At that, Abyss's jaw tightened.

"Aphrodite." His voice dripped venom. "That witch doesn't love seeing her kids happy. She chains them. Pretty trinkets to remind you of her control."

Harmonia looked away

"no it was Hephaestus though please don't kill him brother"

Abyss wasn't happy with her request

"won't and will never promise you"

Harmonia lowered her eyes. For once, Abyss reached into his coat and pulled out something small — a necklace of his own. The silver caught the moonlight, etched with faint marks of wear.

"I stole this years ago," he said quietly. "From the Harbingers(operation). It was meant as tribute to Aphrodite from the goddess of biology. They wanted peace. She wanted power. I needed survival."

He placed the necklace in her hand. It was warm, heavier than it looked.

"It negate magic. And change it. I used it against Circe once. Kept her illusions from binding me."

Harmonia stared at him, wide-eyed.

"You… you're giving this to me?"

Abyss smirked faintly, looking away.

"Don't get sentimental. I don't need it anymore. You do."

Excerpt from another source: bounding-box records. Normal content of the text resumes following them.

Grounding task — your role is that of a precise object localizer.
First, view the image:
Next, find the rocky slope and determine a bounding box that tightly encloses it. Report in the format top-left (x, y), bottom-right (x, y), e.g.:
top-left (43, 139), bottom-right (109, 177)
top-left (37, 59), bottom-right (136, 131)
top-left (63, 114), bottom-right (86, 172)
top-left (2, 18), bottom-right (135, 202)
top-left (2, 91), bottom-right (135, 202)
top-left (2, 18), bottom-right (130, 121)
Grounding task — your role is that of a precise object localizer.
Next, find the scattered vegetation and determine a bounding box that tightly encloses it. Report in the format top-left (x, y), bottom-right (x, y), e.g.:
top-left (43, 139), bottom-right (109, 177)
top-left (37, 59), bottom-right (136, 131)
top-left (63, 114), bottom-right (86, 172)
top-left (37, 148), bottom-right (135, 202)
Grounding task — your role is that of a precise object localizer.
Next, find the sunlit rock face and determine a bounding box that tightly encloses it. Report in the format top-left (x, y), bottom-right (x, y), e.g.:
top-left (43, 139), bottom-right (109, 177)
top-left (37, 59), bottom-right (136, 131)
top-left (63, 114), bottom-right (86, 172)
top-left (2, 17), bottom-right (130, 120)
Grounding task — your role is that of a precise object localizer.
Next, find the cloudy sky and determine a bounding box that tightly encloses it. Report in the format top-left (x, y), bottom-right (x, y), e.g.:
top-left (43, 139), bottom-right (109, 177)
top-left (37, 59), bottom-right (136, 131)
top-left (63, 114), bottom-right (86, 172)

She closed her fingers around it, feeling a strange surge of hope she hadn't felt in years. But when she looked up to thank him, Abyss was already on his feet, the breeze gathering around him again.

"I've got to go," he said, eyes sharpening. "Stay alive, Harmonia. That necklace won't do the fighting for you."

And then he was gone, swallowed by the night wind

Harmonia sighted as she walked inside

"please don't be angry against the world brother".